Те же люди – кипчаки, огузы, карлуки – выходили ему навстречу, приветствовали, он не узнавал их – совсем другим стало обличье людей, обычаи, привычки. Некогда свободно кочевавшие по степи роды ныне жили по законам, принесенным сюда монголами. Вся земля была поделена на улусы, и все повиновались одному человеку – хану.
Но где они сами, те грозные монгольские нойоны и воины, что страшным степным пожаром прошли в свое время по просторам Дешт-и-Кипчак? Подобно ложке соли в большом озере, растворили их покоренные народы, и только у детей, ныне непохожих на своих предков-кипчаков, можно было часто видеть черты монгольских воинов – скуластые лица и раскосые глаза.
Асанкайгы неотрывно смотрел в степь.
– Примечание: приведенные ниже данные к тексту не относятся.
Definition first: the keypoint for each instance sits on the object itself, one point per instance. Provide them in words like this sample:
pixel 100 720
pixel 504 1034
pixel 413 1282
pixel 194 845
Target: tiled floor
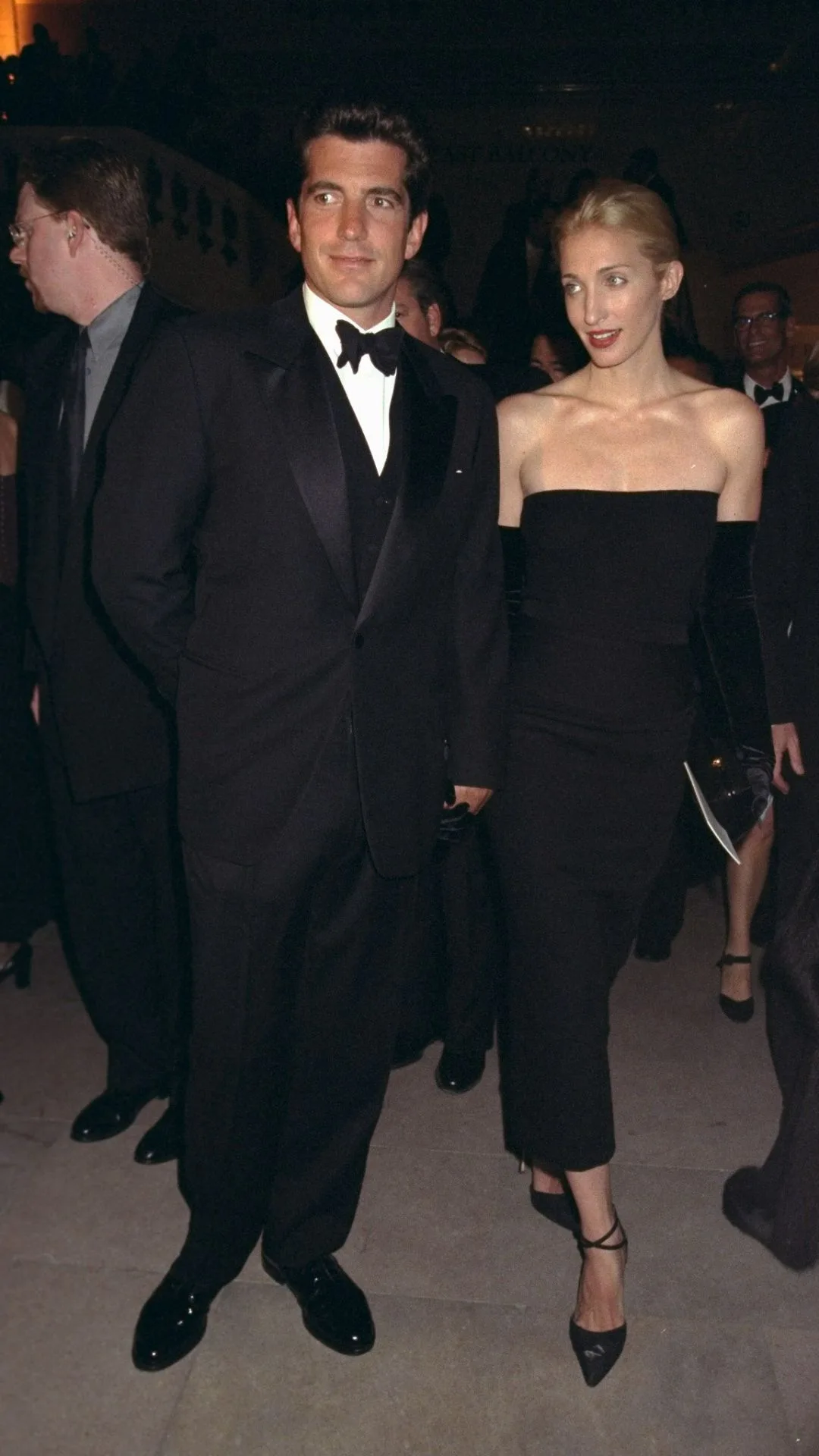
pixel 469 1289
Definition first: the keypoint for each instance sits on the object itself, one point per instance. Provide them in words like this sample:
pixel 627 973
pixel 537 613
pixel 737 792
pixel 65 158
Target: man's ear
pixel 74 229
pixel 293 226
pixel 416 235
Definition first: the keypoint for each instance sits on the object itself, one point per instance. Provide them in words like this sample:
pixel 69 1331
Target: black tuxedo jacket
pixel 223 555
pixel 786 571
pixel 101 714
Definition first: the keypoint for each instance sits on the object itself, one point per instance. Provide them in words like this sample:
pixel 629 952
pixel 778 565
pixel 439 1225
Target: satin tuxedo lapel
pixel 149 308
pixel 41 488
pixel 428 430
pixel 297 400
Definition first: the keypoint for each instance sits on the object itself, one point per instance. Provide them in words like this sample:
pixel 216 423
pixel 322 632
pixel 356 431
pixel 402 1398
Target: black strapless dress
pixel 602 696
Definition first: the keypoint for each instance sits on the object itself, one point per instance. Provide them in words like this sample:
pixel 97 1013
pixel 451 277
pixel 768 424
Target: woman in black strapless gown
pixel 617 478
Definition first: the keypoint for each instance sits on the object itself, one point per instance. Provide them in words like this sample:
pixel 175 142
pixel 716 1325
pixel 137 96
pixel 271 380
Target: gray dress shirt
pixel 105 337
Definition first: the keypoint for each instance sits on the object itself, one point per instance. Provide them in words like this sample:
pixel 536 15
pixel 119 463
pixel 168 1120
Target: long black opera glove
pixel 732 634
pixel 512 546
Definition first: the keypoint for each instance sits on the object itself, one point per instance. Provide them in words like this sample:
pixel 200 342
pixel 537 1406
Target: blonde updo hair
pixel 627 206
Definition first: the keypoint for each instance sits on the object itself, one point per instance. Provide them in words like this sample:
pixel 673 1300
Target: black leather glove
pixel 732 635
pixel 455 820
pixel 512 546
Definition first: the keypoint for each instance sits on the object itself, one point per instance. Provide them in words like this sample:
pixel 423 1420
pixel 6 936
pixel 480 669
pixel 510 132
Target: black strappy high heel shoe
pixel 733 1009
pixel 18 965
pixel 557 1207
pixel 598 1350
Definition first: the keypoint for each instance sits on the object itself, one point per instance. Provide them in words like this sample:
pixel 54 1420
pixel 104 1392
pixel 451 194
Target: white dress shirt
pixel 369 391
pixel 749 384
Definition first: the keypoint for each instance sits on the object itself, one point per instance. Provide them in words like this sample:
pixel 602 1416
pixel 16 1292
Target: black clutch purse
pixel 725 783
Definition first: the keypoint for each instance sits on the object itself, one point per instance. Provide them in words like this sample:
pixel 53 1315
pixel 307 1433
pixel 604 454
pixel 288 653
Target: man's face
pixel 352 224
pixel 763 337
pixel 423 325
pixel 42 256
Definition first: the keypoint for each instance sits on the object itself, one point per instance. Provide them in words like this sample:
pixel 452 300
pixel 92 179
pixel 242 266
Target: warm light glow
pixel 9 34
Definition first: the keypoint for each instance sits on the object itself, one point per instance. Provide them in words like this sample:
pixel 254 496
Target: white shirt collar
pixel 749 384
pixel 324 318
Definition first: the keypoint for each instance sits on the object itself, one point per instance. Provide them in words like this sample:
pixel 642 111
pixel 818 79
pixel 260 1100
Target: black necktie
pixel 776 392
pixel 74 421
pixel 382 347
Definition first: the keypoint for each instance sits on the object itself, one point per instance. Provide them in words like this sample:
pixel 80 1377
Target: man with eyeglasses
pixel 82 246
pixel 763 327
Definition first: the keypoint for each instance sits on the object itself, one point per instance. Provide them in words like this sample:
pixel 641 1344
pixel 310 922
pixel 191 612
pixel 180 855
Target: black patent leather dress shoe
pixel 108 1116
pixel 334 1310
pixel 407 1056
pixel 460 1071
pixel 744 1207
pixel 171 1324
pixel 162 1142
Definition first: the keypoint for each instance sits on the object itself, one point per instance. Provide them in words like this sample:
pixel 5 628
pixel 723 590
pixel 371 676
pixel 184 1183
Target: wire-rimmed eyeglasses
pixel 20 232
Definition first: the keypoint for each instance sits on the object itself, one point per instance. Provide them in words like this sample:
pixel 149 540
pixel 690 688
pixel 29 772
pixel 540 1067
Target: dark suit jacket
pixel 223 555
pixel 786 571
pixel 101 714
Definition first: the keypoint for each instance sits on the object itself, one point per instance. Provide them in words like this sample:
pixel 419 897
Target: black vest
pixel 371 497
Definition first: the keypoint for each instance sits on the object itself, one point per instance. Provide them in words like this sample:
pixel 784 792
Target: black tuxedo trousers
pixel 299 963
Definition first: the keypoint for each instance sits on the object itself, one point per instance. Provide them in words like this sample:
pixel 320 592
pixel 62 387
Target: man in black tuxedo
pixel 305 555
pixel 779 1201
pixel 763 325
pixel 80 243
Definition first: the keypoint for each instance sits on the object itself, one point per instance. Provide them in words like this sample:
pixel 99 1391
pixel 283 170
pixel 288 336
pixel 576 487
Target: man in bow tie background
pixel 305 555
pixel 763 327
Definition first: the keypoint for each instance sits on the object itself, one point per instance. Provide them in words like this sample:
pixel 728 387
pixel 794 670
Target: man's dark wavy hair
pixel 371 121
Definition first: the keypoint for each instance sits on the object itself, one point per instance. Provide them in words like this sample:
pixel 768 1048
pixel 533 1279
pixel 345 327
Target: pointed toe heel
pixel 557 1207
pixel 735 1011
pixel 598 1350
pixel 19 965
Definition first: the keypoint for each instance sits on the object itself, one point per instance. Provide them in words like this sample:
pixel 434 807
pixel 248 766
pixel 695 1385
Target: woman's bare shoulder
pixel 535 410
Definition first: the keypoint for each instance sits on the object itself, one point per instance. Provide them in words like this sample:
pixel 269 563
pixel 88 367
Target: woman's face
pixel 614 294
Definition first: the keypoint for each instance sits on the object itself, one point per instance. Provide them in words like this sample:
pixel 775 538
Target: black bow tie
pixel 776 392
pixel 382 347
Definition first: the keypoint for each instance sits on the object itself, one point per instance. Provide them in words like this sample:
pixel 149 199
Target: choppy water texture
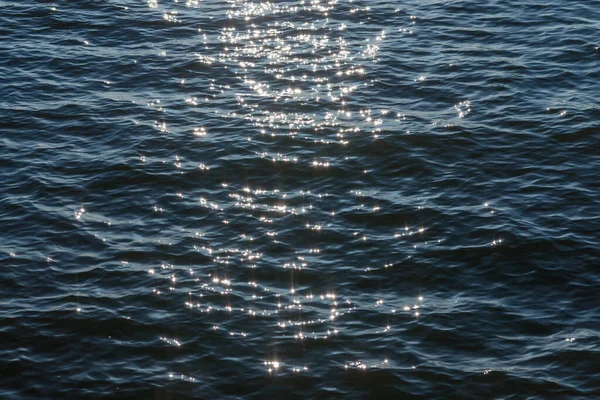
pixel 300 199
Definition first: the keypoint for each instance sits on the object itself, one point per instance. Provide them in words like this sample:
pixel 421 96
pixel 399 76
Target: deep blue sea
pixel 300 199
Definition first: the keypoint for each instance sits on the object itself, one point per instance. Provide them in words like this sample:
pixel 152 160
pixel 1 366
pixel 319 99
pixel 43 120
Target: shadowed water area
pixel 300 199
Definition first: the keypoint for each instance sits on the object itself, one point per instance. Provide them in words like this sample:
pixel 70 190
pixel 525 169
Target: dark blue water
pixel 300 199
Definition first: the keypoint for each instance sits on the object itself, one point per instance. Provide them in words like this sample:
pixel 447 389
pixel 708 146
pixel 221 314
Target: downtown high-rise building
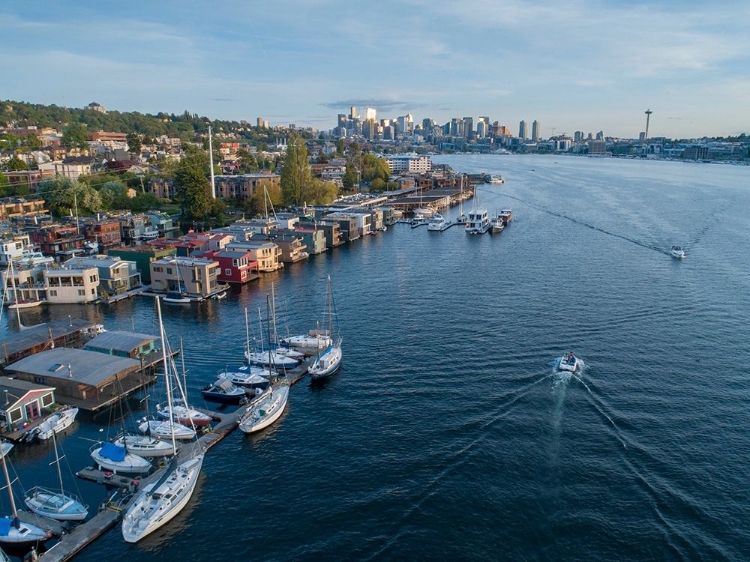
pixel 535 133
pixel 522 132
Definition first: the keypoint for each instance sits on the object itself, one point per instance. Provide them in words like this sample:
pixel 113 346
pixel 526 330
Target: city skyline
pixel 579 66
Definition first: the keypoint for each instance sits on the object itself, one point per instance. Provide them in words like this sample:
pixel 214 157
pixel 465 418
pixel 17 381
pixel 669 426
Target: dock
pixel 74 541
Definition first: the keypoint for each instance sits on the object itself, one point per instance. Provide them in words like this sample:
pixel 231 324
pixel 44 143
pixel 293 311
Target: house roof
pixel 119 341
pixel 80 365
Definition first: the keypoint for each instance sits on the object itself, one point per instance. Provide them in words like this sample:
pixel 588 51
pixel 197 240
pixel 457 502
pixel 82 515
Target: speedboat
pixel 569 362
pixel 224 392
pixel 437 223
pixel 264 411
pixel 478 222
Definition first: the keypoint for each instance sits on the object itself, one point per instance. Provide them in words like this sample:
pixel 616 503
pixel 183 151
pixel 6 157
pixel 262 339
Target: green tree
pixel 15 164
pixel 193 185
pixel 134 143
pixel 74 136
pixel 63 194
pixel 295 174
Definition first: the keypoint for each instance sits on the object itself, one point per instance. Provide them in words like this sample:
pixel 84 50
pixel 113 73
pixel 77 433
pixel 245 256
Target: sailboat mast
pixel 166 372
pixel 10 491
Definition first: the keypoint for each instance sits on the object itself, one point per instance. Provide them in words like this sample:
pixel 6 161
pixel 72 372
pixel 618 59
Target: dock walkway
pixel 84 534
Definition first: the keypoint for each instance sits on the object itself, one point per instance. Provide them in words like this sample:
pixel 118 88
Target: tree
pixel 295 174
pixel 74 136
pixel 63 194
pixel 134 143
pixel 15 164
pixel 192 184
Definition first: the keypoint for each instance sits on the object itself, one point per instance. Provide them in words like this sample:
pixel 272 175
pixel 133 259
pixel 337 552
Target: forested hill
pixel 21 114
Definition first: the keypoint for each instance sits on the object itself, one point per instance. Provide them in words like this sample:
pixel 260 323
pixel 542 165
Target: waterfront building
pixel 262 251
pixel 535 131
pixel 56 239
pixel 126 344
pixel 196 277
pixel 80 377
pixel 522 133
pixel 234 266
pixel 143 256
pixel 115 274
pixel 22 402
pixel 74 285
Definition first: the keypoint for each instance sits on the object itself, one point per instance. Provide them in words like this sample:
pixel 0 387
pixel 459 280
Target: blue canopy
pixel 113 452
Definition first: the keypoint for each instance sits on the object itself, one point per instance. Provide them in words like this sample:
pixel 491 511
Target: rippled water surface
pixel 447 434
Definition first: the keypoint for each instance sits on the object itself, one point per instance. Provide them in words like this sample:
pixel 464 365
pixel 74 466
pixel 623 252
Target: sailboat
pixel 178 296
pixel 329 360
pixel 13 531
pixel 159 502
pixel 60 505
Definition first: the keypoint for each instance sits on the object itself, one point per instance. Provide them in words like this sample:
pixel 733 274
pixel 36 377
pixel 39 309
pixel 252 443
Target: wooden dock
pixel 111 512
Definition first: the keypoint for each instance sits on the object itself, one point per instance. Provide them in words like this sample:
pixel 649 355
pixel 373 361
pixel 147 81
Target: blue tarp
pixel 113 452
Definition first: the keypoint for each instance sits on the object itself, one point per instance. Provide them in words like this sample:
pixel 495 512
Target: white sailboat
pixel 13 531
pixel 55 504
pixel 329 360
pixel 159 502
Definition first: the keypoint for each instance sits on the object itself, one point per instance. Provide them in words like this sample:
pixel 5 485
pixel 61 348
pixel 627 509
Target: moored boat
pixel 265 411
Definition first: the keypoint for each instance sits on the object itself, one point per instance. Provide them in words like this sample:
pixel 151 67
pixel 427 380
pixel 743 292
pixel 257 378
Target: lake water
pixel 447 433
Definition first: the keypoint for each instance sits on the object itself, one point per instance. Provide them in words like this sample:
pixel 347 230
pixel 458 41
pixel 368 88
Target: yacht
pixel 569 362
pixel 478 222
pixel 437 222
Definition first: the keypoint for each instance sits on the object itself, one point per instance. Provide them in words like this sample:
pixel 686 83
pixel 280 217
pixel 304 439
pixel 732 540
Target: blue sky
pixel 573 65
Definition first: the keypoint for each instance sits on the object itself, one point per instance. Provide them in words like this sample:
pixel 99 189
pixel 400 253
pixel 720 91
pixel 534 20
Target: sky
pixel 574 65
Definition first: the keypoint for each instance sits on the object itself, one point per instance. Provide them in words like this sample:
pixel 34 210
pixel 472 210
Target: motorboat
pixel 224 392
pixel 159 502
pixel 569 362
pixel 116 458
pixel 145 446
pixel 437 223
pixel 176 297
pixel 498 225
pixel 163 429
pixel 266 410
pixel 478 222
pixel 57 422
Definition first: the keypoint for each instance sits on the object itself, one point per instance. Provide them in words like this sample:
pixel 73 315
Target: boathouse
pixel 125 344
pixel 22 402
pixel 80 377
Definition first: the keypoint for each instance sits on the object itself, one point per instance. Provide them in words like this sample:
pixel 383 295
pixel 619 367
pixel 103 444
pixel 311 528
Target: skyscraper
pixel 522 133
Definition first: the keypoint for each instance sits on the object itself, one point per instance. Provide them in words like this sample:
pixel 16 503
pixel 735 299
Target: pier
pixel 74 541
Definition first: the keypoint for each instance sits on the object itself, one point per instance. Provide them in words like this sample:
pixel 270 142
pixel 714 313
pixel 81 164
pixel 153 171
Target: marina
pixel 383 424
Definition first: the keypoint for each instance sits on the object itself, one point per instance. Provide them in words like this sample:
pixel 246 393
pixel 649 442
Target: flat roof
pixel 120 341
pixel 86 367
У синего края земли рождались неприступные крепости и рушились, превращаясь в безобразные руины. Ветер времени сметал призрачные миражи, и он же создавал новые. Не такая ли судьба ждет и Золотую Орду? На жестокости стояла она. Жестокостью удерживала в повиновении покоренные народы.
Великий жирау вспомнил одну из заповедей Чингиз-хана. Даже к своим воинам был жесток Потрясатель вселенной. Он говорил: «Сытый конь не выдержит долгой скачки. Сытая гончая не поймает лису. Воин, идущий на битву, должен быть голоден. Тогда он делается злым и беспощадно уничтожает своих врагов». Теперь даже Хромой Тимур, не менее жестокий, чем Чингиз-хан, перед битвой досыта кормит своих воинов, а иногда дает им вино. Жестокости как будто бы не убавилось. Но теперь все чаще воин предает своего бека, бек – эмира, эмир – хана. По крови собственных отцов, братьев, детей бредет к золотоордынскому трону каждый новый хан…
Асанкайгы очнулся от дум. Он прищурил глаза, вглядываясь в даль. Ему почудилось, что он слышит перезвон колокольчиков идущего каравана. Но степь была пустынна и молчалива – Великий Шелковый путь умер, и больше некому было тревожить тишину древней Дешт-и-Кипчак.
Великий жирау вздрогнул. Далекий раскат грома донесся до его слуха. Он поднял лицо к нему, и порыв ветра вздыбил на его непокрытой голове редкие седые волосы.